Other mood music from testing included that Mercedes and Lotus were expected to make a step forward. These were also made good today, though in both cases there were some bum notes. In Lotus's case, Romain Grosjean did an amazing job to stick his car in third place on the grid, fewer than four tenths shy of the pole time. I've said it before, but Romain Grosjean's story, fighting back after being written off by the sport in 2009, is a wonderful one. Things were less good at the other side of the garage, with Kimi Raikkonen not getting out of the first qualifying session, leaving him to start in 18th. Kimi's seemed rather ill-at-ease all weekend, asking for adjustments to his steering and the like, and his efforts today were niggled with errors. It's way too early to write him off and comebacks in F1 are difficult (ask Michael Schumacher), but today wasn't a good start.
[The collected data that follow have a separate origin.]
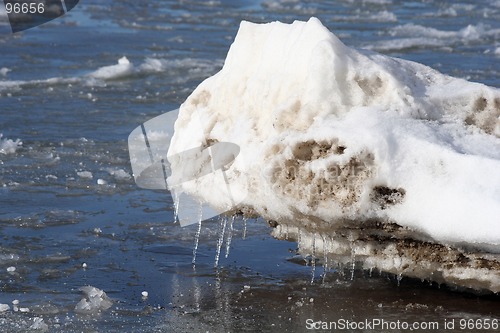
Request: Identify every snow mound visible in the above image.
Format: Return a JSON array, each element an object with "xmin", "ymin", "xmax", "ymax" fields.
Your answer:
[
  {"xmin": 170, "ymin": 17, "xmax": 500, "ymax": 244},
  {"xmin": 74, "ymin": 286, "xmax": 112, "ymax": 315},
  {"xmin": 167, "ymin": 18, "xmax": 500, "ymax": 291}
]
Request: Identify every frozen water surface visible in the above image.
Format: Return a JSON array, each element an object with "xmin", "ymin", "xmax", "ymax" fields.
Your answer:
[{"xmin": 1, "ymin": 0, "xmax": 499, "ymax": 332}]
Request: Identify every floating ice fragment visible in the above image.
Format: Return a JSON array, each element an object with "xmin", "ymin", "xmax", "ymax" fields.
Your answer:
[
  {"xmin": 0, "ymin": 67, "xmax": 10, "ymax": 76},
  {"xmin": 29, "ymin": 317, "xmax": 48, "ymax": 332},
  {"xmin": 77, "ymin": 171, "xmax": 93, "ymax": 179},
  {"xmin": 74, "ymin": 286, "xmax": 112, "ymax": 315},
  {"xmin": 106, "ymin": 168, "xmax": 131, "ymax": 180},
  {"xmin": 141, "ymin": 291, "xmax": 149, "ymax": 298},
  {"xmin": 87, "ymin": 56, "xmax": 134, "ymax": 80},
  {"xmin": 0, "ymin": 134, "xmax": 22, "ymax": 155},
  {"xmin": 97, "ymin": 179, "xmax": 107, "ymax": 185},
  {"xmin": 0, "ymin": 304, "xmax": 10, "ymax": 312},
  {"xmin": 6, "ymin": 266, "xmax": 15, "ymax": 272}
]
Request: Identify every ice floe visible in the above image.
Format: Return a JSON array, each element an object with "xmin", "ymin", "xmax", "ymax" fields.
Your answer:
[{"xmin": 74, "ymin": 286, "xmax": 112, "ymax": 315}]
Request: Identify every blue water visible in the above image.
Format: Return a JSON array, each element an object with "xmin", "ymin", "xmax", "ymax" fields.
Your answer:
[{"xmin": 1, "ymin": 1, "xmax": 499, "ymax": 332}]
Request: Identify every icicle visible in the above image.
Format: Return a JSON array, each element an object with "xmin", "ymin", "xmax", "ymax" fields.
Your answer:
[
  {"xmin": 192, "ymin": 203, "xmax": 203, "ymax": 265},
  {"xmin": 350, "ymin": 245, "xmax": 356, "ymax": 281},
  {"xmin": 310, "ymin": 233, "xmax": 316, "ymax": 285},
  {"xmin": 369, "ymin": 267, "xmax": 373, "ymax": 277},
  {"xmin": 173, "ymin": 192, "xmax": 180, "ymax": 223},
  {"xmin": 297, "ymin": 229, "xmax": 302, "ymax": 250},
  {"xmin": 397, "ymin": 273, "xmax": 403, "ymax": 287},
  {"xmin": 225, "ymin": 215, "xmax": 235, "ymax": 258},
  {"xmin": 284, "ymin": 224, "xmax": 289, "ymax": 240},
  {"xmin": 321, "ymin": 235, "xmax": 328, "ymax": 283},
  {"xmin": 214, "ymin": 216, "xmax": 227, "ymax": 267},
  {"xmin": 242, "ymin": 216, "xmax": 247, "ymax": 239}
]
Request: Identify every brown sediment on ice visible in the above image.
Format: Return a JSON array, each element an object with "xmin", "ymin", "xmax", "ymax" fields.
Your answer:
[{"xmin": 271, "ymin": 220, "xmax": 500, "ymax": 293}]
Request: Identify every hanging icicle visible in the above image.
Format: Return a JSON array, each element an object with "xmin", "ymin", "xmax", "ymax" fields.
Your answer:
[
  {"xmin": 225, "ymin": 215, "xmax": 235, "ymax": 258},
  {"xmin": 214, "ymin": 216, "xmax": 227, "ymax": 267}
]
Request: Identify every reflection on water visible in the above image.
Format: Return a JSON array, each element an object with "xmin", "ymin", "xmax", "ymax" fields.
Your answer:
[
  {"xmin": 1, "ymin": 0, "xmax": 499, "ymax": 331},
  {"xmin": 1, "ymin": 214, "xmax": 499, "ymax": 332}
]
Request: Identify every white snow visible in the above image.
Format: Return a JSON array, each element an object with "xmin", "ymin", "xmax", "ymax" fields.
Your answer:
[
  {"xmin": 74, "ymin": 286, "xmax": 112, "ymax": 315},
  {"xmin": 168, "ymin": 18, "xmax": 500, "ymax": 248}
]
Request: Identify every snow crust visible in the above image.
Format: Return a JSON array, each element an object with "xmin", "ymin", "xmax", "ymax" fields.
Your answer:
[{"xmin": 169, "ymin": 18, "xmax": 500, "ymax": 248}]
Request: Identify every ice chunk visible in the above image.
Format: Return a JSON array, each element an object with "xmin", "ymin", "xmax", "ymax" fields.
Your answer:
[
  {"xmin": 106, "ymin": 168, "xmax": 131, "ymax": 180},
  {"xmin": 74, "ymin": 286, "xmax": 112, "ymax": 315},
  {"xmin": 0, "ymin": 134, "xmax": 22, "ymax": 154},
  {"xmin": 29, "ymin": 317, "xmax": 48, "ymax": 332},
  {"xmin": 274, "ymin": 223, "xmax": 500, "ymax": 292},
  {"xmin": 0, "ymin": 304, "xmax": 10, "ymax": 312},
  {"xmin": 77, "ymin": 171, "xmax": 93, "ymax": 179},
  {"xmin": 169, "ymin": 17, "xmax": 500, "ymax": 247},
  {"xmin": 87, "ymin": 56, "xmax": 134, "ymax": 80},
  {"xmin": 0, "ymin": 67, "xmax": 10, "ymax": 77}
]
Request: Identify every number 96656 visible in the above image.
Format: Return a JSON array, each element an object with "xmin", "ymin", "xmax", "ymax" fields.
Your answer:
[
  {"xmin": 459, "ymin": 318, "xmax": 499, "ymax": 330},
  {"xmin": 5, "ymin": 2, "xmax": 45, "ymax": 14}
]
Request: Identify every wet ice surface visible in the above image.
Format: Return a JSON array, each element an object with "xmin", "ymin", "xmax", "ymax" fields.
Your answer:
[{"xmin": 1, "ymin": 0, "xmax": 500, "ymax": 332}]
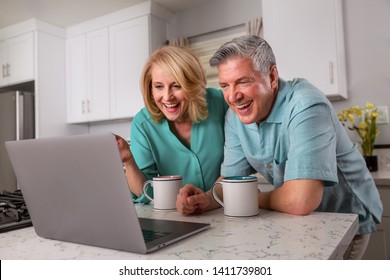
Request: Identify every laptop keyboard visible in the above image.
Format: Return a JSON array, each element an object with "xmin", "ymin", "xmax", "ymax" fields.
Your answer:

Michael Schumacher claimed his
best starting position since 2006
Credit: Alex Comerford / CC
And Mercedes for much of qualifying looked to be right up there with McLaren, possibly even marginally ahead. But come the final, vital, session they faded and will start fourth and seventh, with Schumi the quicker (incidentally, that's his best starting position since Japan 2006). It's not clear of course how much the cars around them were holding pace back for Q3, but the impression was that the Mercs didn't do themselves justice in that final session. Nico Rosberg in particular appeared to let the occasion get to him, his final runs scrappy and not matching his best time from the previous session. Certainly, Ross Brawn afterwards looked disappointed with the outcome in a session which started with them possible favourites for pole.

And then there's Ferrari, who it transpires are as bad as people were saying. The car continued to look evil, and Fernando Alonso will start 12th tomorrow and Felipe Massa 16th. And this was from a team for whom both cars got into the top ten in every round in 2011. Alonso did much the better job driving the knife edge machine, but ended his hopes with what appeared a basic error in Q2, sticking a wheel on the grass on braking, which pitched him off. But even without this it was impossible to see how even he could have got any higher than eighth on the grid at the most, and his best time was still a second clear of what Massa managed. Much to do at Maranello.
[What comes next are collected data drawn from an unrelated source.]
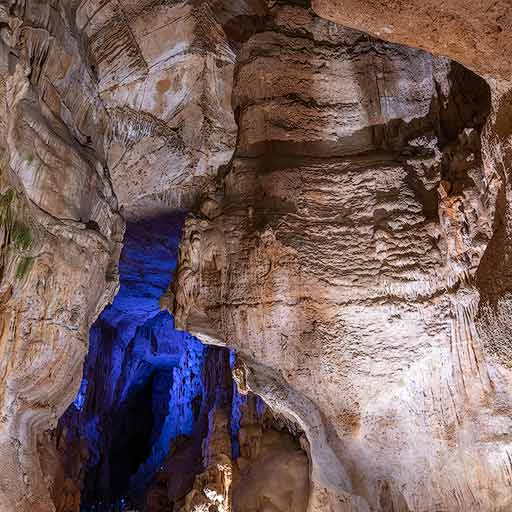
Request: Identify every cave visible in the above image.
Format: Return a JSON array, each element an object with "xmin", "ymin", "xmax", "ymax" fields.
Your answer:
[
  {"xmin": 1, "ymin": 1, "xmax": 512, "ymax": 512},
  {"xmin": 55, "ymin": 213, "xmax": 307, "ymax": 511},
  {"xmin": 55, "ymin": 213, "xmax": 222, "ymax": 510}
]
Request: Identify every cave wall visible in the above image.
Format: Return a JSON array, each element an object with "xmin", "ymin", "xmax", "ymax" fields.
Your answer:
[
  {"xmin": 77, "ymin": 0, "xmax": 253, "ymax": 217},
  {"xmin": 166, "ymin": 3, "xmax": 512, "ymax": 511},
  {"xmin": 0, "ymin": 0, "xmax": 511, "ymax": 511},
  {"xmin": 0, "ymin": 2, "xmax": 123, "ymax": 510},
  {"xmin": 0, "ymin": 1, "xmax": 241, "ymax": 509},
  {"xmin": 53, "ymin": 213, "xmax": 229, "ymax": 510},
  {"xmin": 310, "ymin": 0, "xmax": 512, "ymax": 80},
  {"xmin": 54, "ymin": 212, "xmax": 309, "ymax": 512},
  {"xmin": 57, "ymin": 311, "xmax": 232, "ymax": 511}
]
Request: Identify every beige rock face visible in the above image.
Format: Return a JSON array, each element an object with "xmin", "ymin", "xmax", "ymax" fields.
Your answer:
[
  {"xmin": 166, "ymin": 4, "xmax": 512, "ymax": 511},
  {"xmin": 0, "ymin": 2, "xmax": 123, "ymax": 511},
  {"xmin": 1, "ymin": 1, "xmax": 512, "ymax": 512},
  {"xmin": 311, "ymin": 0, "xmax": 512, "ymax": 80},
  {"xmin": 79, "ymin": 0, "xmax": 240, "ymax": 217},
  {"xmin": 180, "ymin": 399, "xmax": 309, "ymax": 512},
  {"xmin": 0, "ymin": 2, "xmax": 248, "ymax": 510},
  {"xmin": 181, "ymin": 408, "xmax": 234, "ymax": 512},
  {"xmin": 233, "ymin": 406, "xmax": 309, "ymax": 512}
]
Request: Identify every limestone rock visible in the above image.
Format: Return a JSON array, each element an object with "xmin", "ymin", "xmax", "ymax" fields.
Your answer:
[
  {"xmin": 79, "ymin": 0, "xmax": 243, "ymax": 217},
  {"xmin": 2, "ymin": 1, "xmax": 512, "ymax": 512},
  {"xmin": 0, "ymin": 3, "xmax": 123, "ymax": 511},
  {"xmin": 180, "ymin": 393, "xmax": 310, "ymax": 512},
  {"xmin": 311, "ymin": 0, "xmax": 512, "ymax": 80},
  {"xmin": 168, "ymin": 4, "xmax": 512, "ymax": 511},
  {"xmin": 233, "ymin": 425, "xmax": 309, "ymax": 512}
]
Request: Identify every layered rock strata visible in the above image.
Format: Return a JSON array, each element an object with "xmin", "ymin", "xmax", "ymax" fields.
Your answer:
[
  {"xmin": 166, "ymin": 3, "xmax": 512, "ymax": 511},
  {"xmin": 0, "ymin": 1, "xmax": 245, "ymax": 510}
]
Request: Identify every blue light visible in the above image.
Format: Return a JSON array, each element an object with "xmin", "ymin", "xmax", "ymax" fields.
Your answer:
[
  {"xmin": 60, "ymin": 212, "xmax": 240, "ymax": 510},
  {"xmin": 73, "ymin": 377, "xmax": 88, "ymax": 410}
]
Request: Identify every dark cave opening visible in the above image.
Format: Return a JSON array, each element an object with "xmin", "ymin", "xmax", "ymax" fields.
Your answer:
[
  {"xmin": 108, "ymin": 369, "xmax": 157, "ymax": 500},
  {"xmin": 56, "ymin": 213, "xmax": 248, "ymax": 512}
]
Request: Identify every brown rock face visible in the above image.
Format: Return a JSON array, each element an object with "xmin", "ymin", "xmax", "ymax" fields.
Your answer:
[
  {"xmin": 311, "ymin": 0, "xmax": 512, "ymax": 80},
  {"xmin": 166, "ymin": 4, "xmax": 512, "ymax": 511},
  {"xmin": 233, "ymin": 410, "xmax": 309, "ymax": 512},
  {"xmin": 179, "ymin": 397, "xmax": 309, "ymax": 512},
  {"xmin": 79, "ymin": 0, "xmax": 248, "ymax": 217},
  {"xmin": 0, "ymin": 2, "xmax": 123, "ymax": 511},
  {"xmin": 0, "ymin": 1, "xmax": 241, "ymax": 509},
  {"xmin": 1, "ymin": 1, "xmax": 512, "ymax": 511}
]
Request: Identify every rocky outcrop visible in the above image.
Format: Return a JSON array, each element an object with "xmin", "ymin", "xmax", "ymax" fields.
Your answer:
[
  {"xmin": 232, "ymin": 392, "xmax": 309, "ymax": 512},
  {"xmin": 180, "ymin": 392, "xmax": 309, "ymax": 512},
  {"xmin": 166, "ymin": 4, "xmax": 512, "ymax": 511},
  {"xmin": 52, "ymin": 212, "xmax": 309, "ymax": 511},
  {"xmin": 181, "ymin": 408, "xmax": 234, "ymax": 512},
  {"xmin": 77, "ymin": 0, "xmax": 263, "ymax": 217},
  {"xmin": 311, "ymin": 0, "xmax": 512, "ymax": 80},
  {"xmin": 53, "ymin": 214, "xmax": 229, "ymax": 510},
  {"xmin": 0, "ymin": 2, "xmax": 251, "ymax": 510}
]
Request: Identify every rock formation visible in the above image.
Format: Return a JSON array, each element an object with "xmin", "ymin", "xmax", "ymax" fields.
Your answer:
[
  {"xmin": 81, "ymin": 0, "xmax": 239, "ymax": 216},
  {"xmin": 165, "ymin": 3, "xmax": 512, "ymax": 511},
  {"xmin": 311, "ymin": 0, "xmax": 512, "ymax": 80},
  {"xmin": 177, "ymin": 392, "xmax": 309, "ymax": 512},
  {"xmin": 0, "ymin": 0, "xmax": 511, "ymax": 511},
  {"xmin": 49, "ymin": 210, "xmax": 309, "ymax": 512},
  {"xmin": 0, "ymin": 2, "xmax": 123, "ymax": 511}
]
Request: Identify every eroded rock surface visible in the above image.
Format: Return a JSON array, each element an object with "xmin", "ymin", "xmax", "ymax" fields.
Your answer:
[
  {"xmin": 78, "ymin": 0, "xmax": 260, "ymax": 217},
  {"xmin": 179, "ymin": 394, "xmax": 309, "ymax": 512},
  {"xmin": 1, "ymin": 1, "xmax": 512, "ymax": 511},
  {"xmin": 311, "ymin": 0, "xmax": 512, "ymax": 80},
  {"xmin": 0, "ymin": 2, "xmax": 123, "ymax": 511},
  {"xmin": 166, "ymin": 4, "xmax": 512, "ymax": 511}
]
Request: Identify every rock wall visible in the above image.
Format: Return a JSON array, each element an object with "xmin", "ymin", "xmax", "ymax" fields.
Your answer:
[
  {"xmin": 76, "ymin": 0, "xmax": 265, "ymax": 217},
  {"xmin": 0, "ymin": 2, "xmax": 123, "ymax": 510},
  {"xmin": 52, "ymin": 213, "xmax": 227, "ymax": 510},
  {"xmin": 179, "ymin": 399, "xmax": 309, "ymax": 512},
  {"xmin": 1, "ymin": 1, "xmax": 512, "ymax": 511},
  {"xmin": 166, "ymin": 3, "xmax": 512, "ymax": 511},
  {"xmin": 311, "ymin": 0, "xmax": 512, "ymax": 80},
  {"xmin": 52, "ymin": 212, "xmax": 309, "ymax": 511},
  {"xmin": 0, "ymin": 1, "xmax": 249, "ymax": 510}
]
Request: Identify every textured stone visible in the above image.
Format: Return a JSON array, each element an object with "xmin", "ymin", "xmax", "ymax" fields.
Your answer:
[
  {"xmin": 166, "ymin": 4, "xmax": 512, "ymax": 511},
  {"xmin": 0, "ymin": 3, "xmax": 123, "ymax": 511},
  {"xmin": 1, "ymin": 1, "xmax": 512, "ymax": 511},
  {"xmin": 312, "ymin": 0, "xmax": 512, "ymax": 80},
  {"xmin": 80, "ymin": 0, "xmax": 245, "ymax": 217}
]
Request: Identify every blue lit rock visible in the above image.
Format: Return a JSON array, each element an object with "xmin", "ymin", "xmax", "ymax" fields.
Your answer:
[
  {"xmin": 55, "ymin": 212, "xmax": 303, "ymax": 511},
  {"xmin": 57, "ymin": 214, "xmax": 232, "ymax": 509}
]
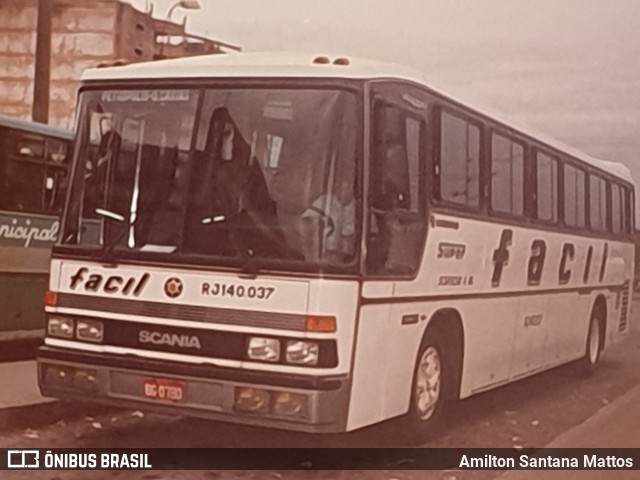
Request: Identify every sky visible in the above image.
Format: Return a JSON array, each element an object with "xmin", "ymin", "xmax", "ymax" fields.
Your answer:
[
  {"xmin": 127, "ymin": 0, "xmax": 640, "ymax": 57},
  {"xmin": 124, "ymin": 0, "xmax": 640, "ymax": 188}
]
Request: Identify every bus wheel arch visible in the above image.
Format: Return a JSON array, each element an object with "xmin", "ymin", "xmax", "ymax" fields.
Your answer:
[{"xmin": 423, "ymin": 309, "xmax": 465, "ymax": 401}]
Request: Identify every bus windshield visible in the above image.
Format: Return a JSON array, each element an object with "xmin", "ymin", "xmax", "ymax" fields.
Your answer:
[{"xmin": 62, "ymin": 87, "xmax": 360, "ymax": 273}]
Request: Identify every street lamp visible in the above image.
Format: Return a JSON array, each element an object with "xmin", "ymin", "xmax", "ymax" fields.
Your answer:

And a shout out to Pastor Maldonado and Williams, who'll start in eighth. I believe Maldonado will prove to a lot of people this year that he's more than a pay driver, and Williams it seems aren't going to spend 2012 hanging off the back of the midfield, as they did in 2011.
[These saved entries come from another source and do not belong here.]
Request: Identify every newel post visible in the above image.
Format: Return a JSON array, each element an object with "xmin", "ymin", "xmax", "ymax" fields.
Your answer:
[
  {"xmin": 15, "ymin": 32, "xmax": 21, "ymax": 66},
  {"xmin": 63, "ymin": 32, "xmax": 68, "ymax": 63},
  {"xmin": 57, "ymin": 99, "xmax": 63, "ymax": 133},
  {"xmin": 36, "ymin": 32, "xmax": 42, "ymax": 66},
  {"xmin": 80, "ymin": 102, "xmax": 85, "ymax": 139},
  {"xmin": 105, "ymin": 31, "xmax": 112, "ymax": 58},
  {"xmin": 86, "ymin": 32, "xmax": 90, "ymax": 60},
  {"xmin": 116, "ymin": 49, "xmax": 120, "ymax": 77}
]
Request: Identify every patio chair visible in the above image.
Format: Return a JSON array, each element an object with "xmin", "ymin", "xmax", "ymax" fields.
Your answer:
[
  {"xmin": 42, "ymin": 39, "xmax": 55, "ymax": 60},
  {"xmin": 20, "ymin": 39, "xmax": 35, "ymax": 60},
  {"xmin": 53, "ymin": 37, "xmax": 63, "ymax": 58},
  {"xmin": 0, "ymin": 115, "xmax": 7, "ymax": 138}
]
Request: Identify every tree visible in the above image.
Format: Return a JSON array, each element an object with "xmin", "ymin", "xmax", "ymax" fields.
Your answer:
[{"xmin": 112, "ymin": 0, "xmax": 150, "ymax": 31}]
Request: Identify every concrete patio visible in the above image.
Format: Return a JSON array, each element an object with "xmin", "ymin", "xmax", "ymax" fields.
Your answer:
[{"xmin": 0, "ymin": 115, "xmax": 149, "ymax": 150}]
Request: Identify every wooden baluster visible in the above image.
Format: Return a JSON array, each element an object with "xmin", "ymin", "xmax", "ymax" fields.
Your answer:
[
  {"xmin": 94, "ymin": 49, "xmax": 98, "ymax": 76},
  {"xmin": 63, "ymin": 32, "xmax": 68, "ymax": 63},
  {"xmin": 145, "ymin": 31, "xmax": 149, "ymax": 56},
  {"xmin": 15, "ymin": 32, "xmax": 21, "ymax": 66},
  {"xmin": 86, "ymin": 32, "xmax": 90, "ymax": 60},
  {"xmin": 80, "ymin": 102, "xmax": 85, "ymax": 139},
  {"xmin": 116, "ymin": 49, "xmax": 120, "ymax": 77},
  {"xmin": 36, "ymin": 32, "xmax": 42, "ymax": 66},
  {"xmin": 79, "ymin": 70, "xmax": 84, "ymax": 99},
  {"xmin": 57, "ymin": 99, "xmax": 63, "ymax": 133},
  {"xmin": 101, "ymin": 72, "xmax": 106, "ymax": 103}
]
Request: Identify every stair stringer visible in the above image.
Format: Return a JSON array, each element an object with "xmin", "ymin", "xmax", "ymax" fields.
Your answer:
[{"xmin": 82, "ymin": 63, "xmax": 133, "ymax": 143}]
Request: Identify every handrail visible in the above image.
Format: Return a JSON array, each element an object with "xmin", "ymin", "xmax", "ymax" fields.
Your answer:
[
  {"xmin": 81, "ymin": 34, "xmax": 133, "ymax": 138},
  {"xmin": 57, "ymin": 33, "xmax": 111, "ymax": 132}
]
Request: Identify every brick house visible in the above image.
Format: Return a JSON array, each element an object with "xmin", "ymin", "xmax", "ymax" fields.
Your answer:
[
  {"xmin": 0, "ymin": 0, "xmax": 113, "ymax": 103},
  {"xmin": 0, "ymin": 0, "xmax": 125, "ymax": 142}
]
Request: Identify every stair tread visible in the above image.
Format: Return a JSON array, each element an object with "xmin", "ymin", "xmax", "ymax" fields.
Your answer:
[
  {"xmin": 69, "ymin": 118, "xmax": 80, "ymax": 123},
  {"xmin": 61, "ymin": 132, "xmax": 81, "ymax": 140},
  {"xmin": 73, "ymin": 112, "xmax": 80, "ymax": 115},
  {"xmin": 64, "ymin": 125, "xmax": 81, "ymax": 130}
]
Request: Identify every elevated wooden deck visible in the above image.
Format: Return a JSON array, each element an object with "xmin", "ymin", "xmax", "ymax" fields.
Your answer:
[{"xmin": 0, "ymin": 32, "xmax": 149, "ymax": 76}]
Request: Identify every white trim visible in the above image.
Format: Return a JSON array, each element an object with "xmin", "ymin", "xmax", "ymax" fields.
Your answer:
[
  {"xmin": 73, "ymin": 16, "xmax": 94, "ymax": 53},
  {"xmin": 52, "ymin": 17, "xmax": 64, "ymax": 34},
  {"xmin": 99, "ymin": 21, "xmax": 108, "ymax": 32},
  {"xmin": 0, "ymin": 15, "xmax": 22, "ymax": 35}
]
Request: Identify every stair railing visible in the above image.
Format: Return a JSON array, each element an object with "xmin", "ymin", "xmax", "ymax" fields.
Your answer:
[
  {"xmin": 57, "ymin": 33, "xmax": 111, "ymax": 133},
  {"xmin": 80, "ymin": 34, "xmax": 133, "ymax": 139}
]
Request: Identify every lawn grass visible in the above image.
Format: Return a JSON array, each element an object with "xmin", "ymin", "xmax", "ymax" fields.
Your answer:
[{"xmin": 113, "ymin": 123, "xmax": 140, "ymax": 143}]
But even with Melbourne's tendency for safety cars, the new Pirelli tyres throwing unknowns into the strategy and a tightly packed field, it's hard to see how race victory won't go to a McLaren tomorrow, barring very strange occurrences. Evidence from testing is that the Mercedes isn't the best on its tyres over a longer run, and the Red Bull isn't the perfect car to have in traffic, so both squads may struggle get among the Woking men.


  1. Always nice when (by far) the prettiest car on the grid is also the fastest - perhaps the rest of the field should investigate running a "McLaren nose" and stop blighting the sport with their platypus-billed monstrosities?

  2. Thanks for your comments both. Romain Grosjean indeed did an excellent job to qualify third, and the Lotus is clearly a handy car. Still, I'd be surprised if he can get among the McLarens in the race barring problems for them. A podium for Grosjean is far from out of the question though.

    On the platypus noses, weirdly I stopped noticing them fairly quickly once the cars were up and running around the track. Didn't think I'd be saying that a few weeks ago! Sadly from an aesthetic point of view, I don't think anyone will be copying McLaren on the nose design this year (from what I gather, in terms of performance there's nothing critically right or way with either the McLaren approach or the 'platypus' approach). Still, apparently the FIA are working on outlawing the platypus for next year!